Finalmente sucedió la temida tragedia: después de mantenerse alto durante algunos años, el valor del crudo cayó drásticamente. Crecimos en la creencia de la conveniencia de precios altos del petróleo a partir de un silogismo muy sencillo: somos un país exportador de crudo; por tanto, si vale menos ganamos menos.  Sin embargo, las relaciones económicas son más complejas que eso.El nuestro es un mundo globalizado.

Es cierto que la baja de los precios internacionales ha traído impactos presupuestales.

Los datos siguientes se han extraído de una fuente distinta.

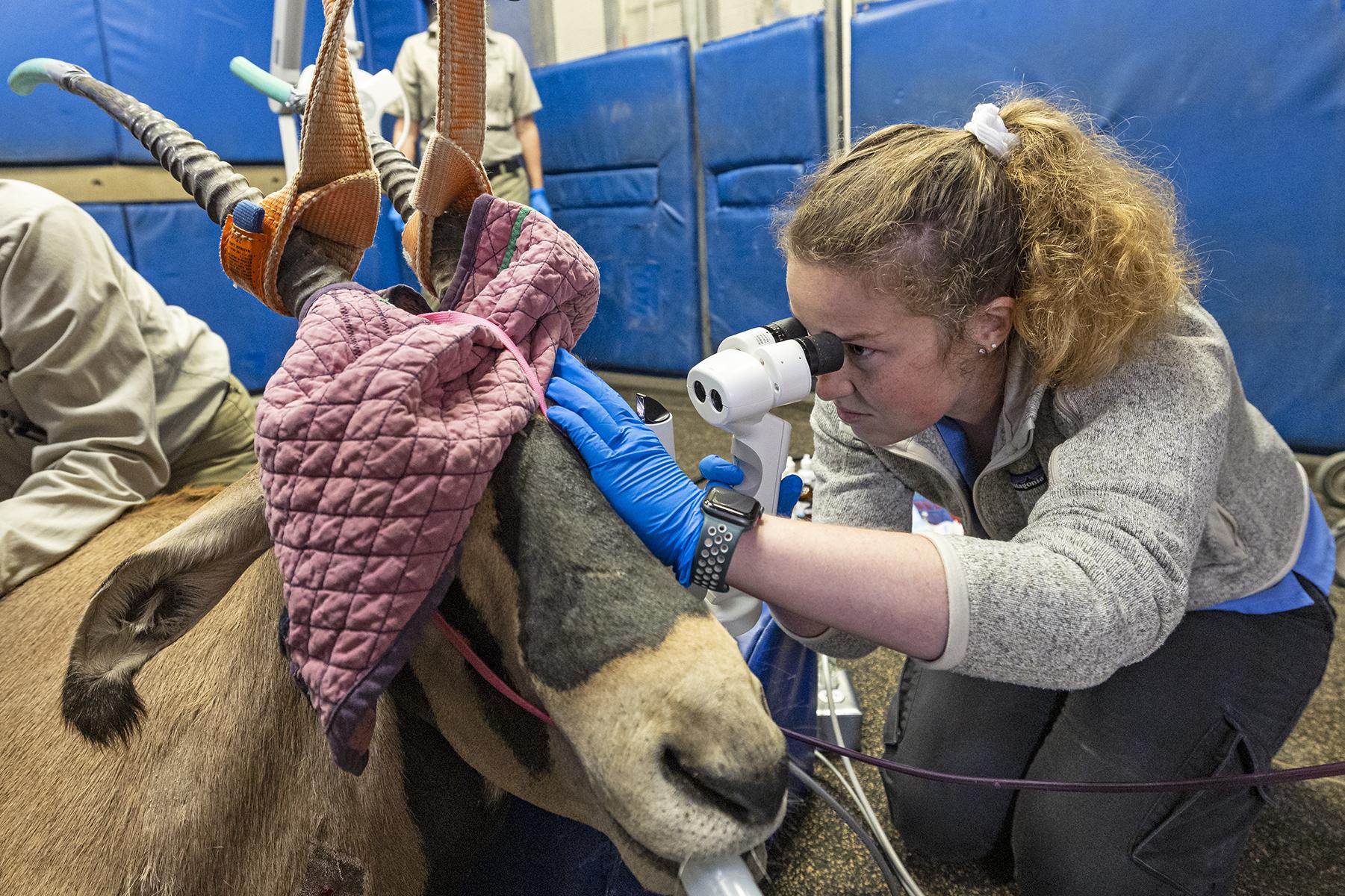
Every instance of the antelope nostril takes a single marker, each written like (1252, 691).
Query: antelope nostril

Sin duda una mala noticia para las entidades consumidas por la deuda, pero la excusa perfecta para los maniatados funcionarios por la anquilosada burocracia, con ánimo responsable de adelgazar nóminas y transformar programas.  La depreciación de la moneda no ha generado un efecto inflacionario porque, principalmente, los importadores han absorbido el incremento del precio sin transferirlo al consumidor final.

La caída del precio de las gasolinasen nuestro vecino del Norte ha ocasionado un disparo en la adquisición de automóviles nuevos, principalmente camionetas, como no se veía desde 2008. Para enero nuestras exportaciones de vehículos a EUA reportaban ya un incremento superior al 15%; por cierto, ventas muy bien pagadas dado el tipo de cambio actual.

Hace tres décadas, 9 de cada 10 vehículos comprados por norteamericanos eran de marcas nacionales; hoy, solamente 4. ¿Se ha perdido el nacionalismo estadounidense? No lo creo.

Es consecuencia de la misma globalización, proceso que, a veces, nos mete en líos y en otras nos saca. Ahora muchas de las marcas demandadas por el mercado norteamericano, incluidas asiáticas y europeas, son ensambladas en México, lo que nos permite beneficiarnos de la circunstancia. No nos ha caído el veinte que México ya no es un país exportador de petróleo, sino de manufacturas.

Menos del 20% de nuestras exportaciones son de crudo, mientras que importamos cerca del 50% de las gasolinas (actualmente muy baratas) que consumimos.El diferencial de precio entre compra y venta, junto con las coberturas petroleras adquiridas por Hacienda, aminorarán mucho la caída del precio del energético.Como vemos, la tragedia no es tal. Se pierde en unos rubros pero se gana en otros. Más bien creo que la autoridad fiscal está actuando con responsabilidad, aprovechando la coyuntura para poner orden, trasparentar procesos y realizar ajustes.Y eso es, precisamente, lo que urge en estos momentos.